TeX & family : The Typesetting ecosystem

An introductory article on the typesetting ecosystem, specifically TeX and its derivates
Typesetting
Author

Ayan Das

Published

May 29, 2019

Welcome to the very first and an introductory article on typesetting. If you happened to be from the scientific community, you must have gone through at least one document (maybe in the form of .pdf or a printed paper) which is the result of years of developments in typesetting. If you are from technical/research background, chances are that you have even typeset a document before using something called LaTeX. Let me assure you that LaTeX is neither the beginning nor the end of the entire typesetting ecosystem. In this article, I will provide a brief introduction to what typesetting is and what all modern tools are available for use. Specifically, the most popular members of the TeX family will be introduced, including LaTeX.

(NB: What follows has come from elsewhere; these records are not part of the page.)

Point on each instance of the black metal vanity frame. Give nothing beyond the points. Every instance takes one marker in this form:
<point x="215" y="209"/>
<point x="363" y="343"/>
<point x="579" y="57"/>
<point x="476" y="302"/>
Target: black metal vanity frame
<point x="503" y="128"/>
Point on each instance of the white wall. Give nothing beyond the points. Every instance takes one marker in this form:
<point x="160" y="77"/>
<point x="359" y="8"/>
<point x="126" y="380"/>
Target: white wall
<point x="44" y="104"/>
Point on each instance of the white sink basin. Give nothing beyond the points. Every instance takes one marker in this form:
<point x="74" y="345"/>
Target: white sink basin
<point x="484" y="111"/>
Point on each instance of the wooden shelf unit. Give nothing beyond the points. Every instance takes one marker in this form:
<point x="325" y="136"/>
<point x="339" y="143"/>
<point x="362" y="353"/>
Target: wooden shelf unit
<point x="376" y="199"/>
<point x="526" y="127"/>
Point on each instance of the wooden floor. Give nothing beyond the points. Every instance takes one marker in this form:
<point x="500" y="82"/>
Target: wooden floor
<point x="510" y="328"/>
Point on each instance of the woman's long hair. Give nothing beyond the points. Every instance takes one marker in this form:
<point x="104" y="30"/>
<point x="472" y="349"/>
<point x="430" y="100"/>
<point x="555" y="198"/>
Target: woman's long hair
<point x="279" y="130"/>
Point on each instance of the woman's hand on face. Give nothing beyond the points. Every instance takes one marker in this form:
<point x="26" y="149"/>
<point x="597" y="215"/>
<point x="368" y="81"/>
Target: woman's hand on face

Although many people (including the ones who use it one way or the other) do not recognize this but typesetting is an art. Technically it’s defined as the process of arranging various symbols (letters, numbers & special characters) called glyphs on a physical paper or in a digital medium in a way that it is appealing as a reading material. I emphasized on that word “reading” because that’s the key - typesetting aims to produce documents that are pleasant to the human eye. You might ask, “So, what is the big deal here ?”. The answer is a set of (technical) terms/phrases which, I am pretty sure you haven’t even heard of. “Optimal line length”, “Ligatures”, “Italic correction”, “Hyphenation”, “Optimal spacing” etc. which, if not done right, may result in fatigue while reading. Please believe me at this point that there indeed is a science behind deciding what exactly is pleasant to the human eye and what’s not. I will try to illustrate few of them here:

Fig.1: Difference in output with Typesetting and Word processors

Have a looks at the example above with two lines with identical content but one (top one) produced by a typesetting system and the other one is by a word processor. Did you notice any visual difference ? Let me help you.

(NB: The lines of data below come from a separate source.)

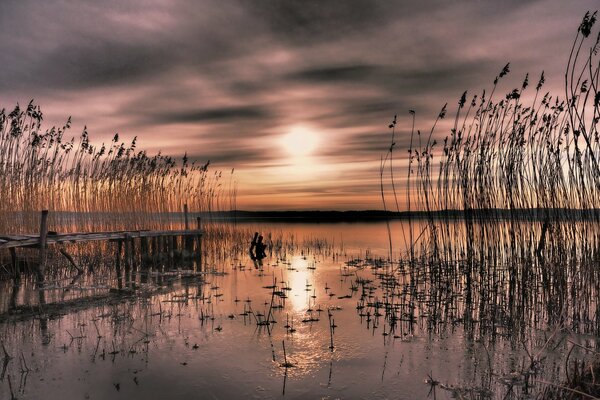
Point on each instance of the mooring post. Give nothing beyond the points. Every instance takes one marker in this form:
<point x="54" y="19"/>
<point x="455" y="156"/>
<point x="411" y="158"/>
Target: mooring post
<point x="118" y="263"/>
<point x="128" y="251"/>
<point x="15" y="265"/>
<point x="188" y="241"/>
<point x="144" y="252"/>
<point x="185" y="217"/>
<point x="43" y="238"/>
<point x="199" y="240"/>
<point x="171" y="251"/>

  1. Ligature is a special glyph which is formed by joining two glyphs of two letters (or graphemes). Canonical examples of ligature are the grapheme pair “ff” and “fi” both of which happened to be present in the content of the example sentence. The typeset sentence use just one glyph for both “ff” and “fi” which is not the case with word processors.

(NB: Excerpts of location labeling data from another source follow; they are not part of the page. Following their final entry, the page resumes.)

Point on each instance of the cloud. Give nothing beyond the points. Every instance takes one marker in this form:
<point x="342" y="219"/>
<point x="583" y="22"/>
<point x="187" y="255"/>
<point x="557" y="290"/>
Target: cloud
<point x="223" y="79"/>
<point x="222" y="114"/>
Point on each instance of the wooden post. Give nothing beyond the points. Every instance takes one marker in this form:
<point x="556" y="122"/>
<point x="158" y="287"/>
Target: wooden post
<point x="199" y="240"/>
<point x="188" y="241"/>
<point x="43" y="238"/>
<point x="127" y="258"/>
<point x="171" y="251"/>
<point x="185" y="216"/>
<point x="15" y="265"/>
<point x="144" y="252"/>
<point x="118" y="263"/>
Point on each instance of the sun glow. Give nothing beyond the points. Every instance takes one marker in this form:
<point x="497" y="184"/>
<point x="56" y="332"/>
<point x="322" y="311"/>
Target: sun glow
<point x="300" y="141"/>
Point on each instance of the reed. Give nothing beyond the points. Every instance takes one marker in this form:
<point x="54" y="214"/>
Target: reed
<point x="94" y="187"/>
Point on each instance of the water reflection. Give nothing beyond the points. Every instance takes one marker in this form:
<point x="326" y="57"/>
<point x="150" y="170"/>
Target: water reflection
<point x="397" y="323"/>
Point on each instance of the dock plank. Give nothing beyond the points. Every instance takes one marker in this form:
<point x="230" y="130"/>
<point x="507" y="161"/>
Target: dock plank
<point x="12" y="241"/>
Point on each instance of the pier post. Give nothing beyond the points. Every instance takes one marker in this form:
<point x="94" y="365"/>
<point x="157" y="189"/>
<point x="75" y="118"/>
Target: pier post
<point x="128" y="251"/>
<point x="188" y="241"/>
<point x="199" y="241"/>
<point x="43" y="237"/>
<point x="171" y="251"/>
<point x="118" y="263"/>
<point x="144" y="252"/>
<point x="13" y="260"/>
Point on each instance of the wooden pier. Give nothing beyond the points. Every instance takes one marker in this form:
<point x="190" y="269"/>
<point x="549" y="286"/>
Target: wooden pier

  2. (Non-)optimal spacing does affect the appeal of the text when read by human eye. The word “AVAST” clearly has more amount of spaces in between the letters in the later case which indeed is very awful. If you want more of it, look at character-pair “Fe” and “Ta” in the words “Feline” and “Table” respectively.

  3. Hyphenation is defined as the process of breaking words between lines. A better hyphenation algorithm can produce much less breakage of words in a given paragraph. The reason word processors are not-so-good at it is their hyphenation algorithm works on a single line and not on the entire paragraph. The below example (Fig.2; taken from here) should be self-explanatory.

  4. Typesetting mathematics is crucial when dealing with scientific documents. Scientific engineers/researchers will not be happy if their complicated equation looks ugly. Refer to Fig.3 for a visual comparison of equations.

Fig.2: Effect of (im)proper Hyphenation
Fig.3: First one is produced using MS Word’s equation feature; Second one is typeset with LaTeX

There are many more of these. It’s difficult to discuss all of them here. If you are interested, read articles like this by expert typographers. In this article, I would rather focus on the tools available for digital typesetting.

Before we begin, it’s good to have an idea about how exactly these typeset documents are produced digitally. They are achieved by means of some specially crafted file formats:

  1. Device Independent (.dvi): DVI is a format created by David R. Fuchs and implemented by Donald Knuth as the primary output format of TeX. DVIs are binary (encoded) files and are not intended to be readable as text. DVI viewers (e.g. xdvi) can recognize and display them.

  2. PostScript (.ps): PostScript (in short, called “PS”) is a very popular format used heavily in publishing industry created by Adobe. PS is a page description language (yes, its a full-fledged programming language) that describes a page by means of its commands. It is readable as text because of the fact that it is a source code of a programming language.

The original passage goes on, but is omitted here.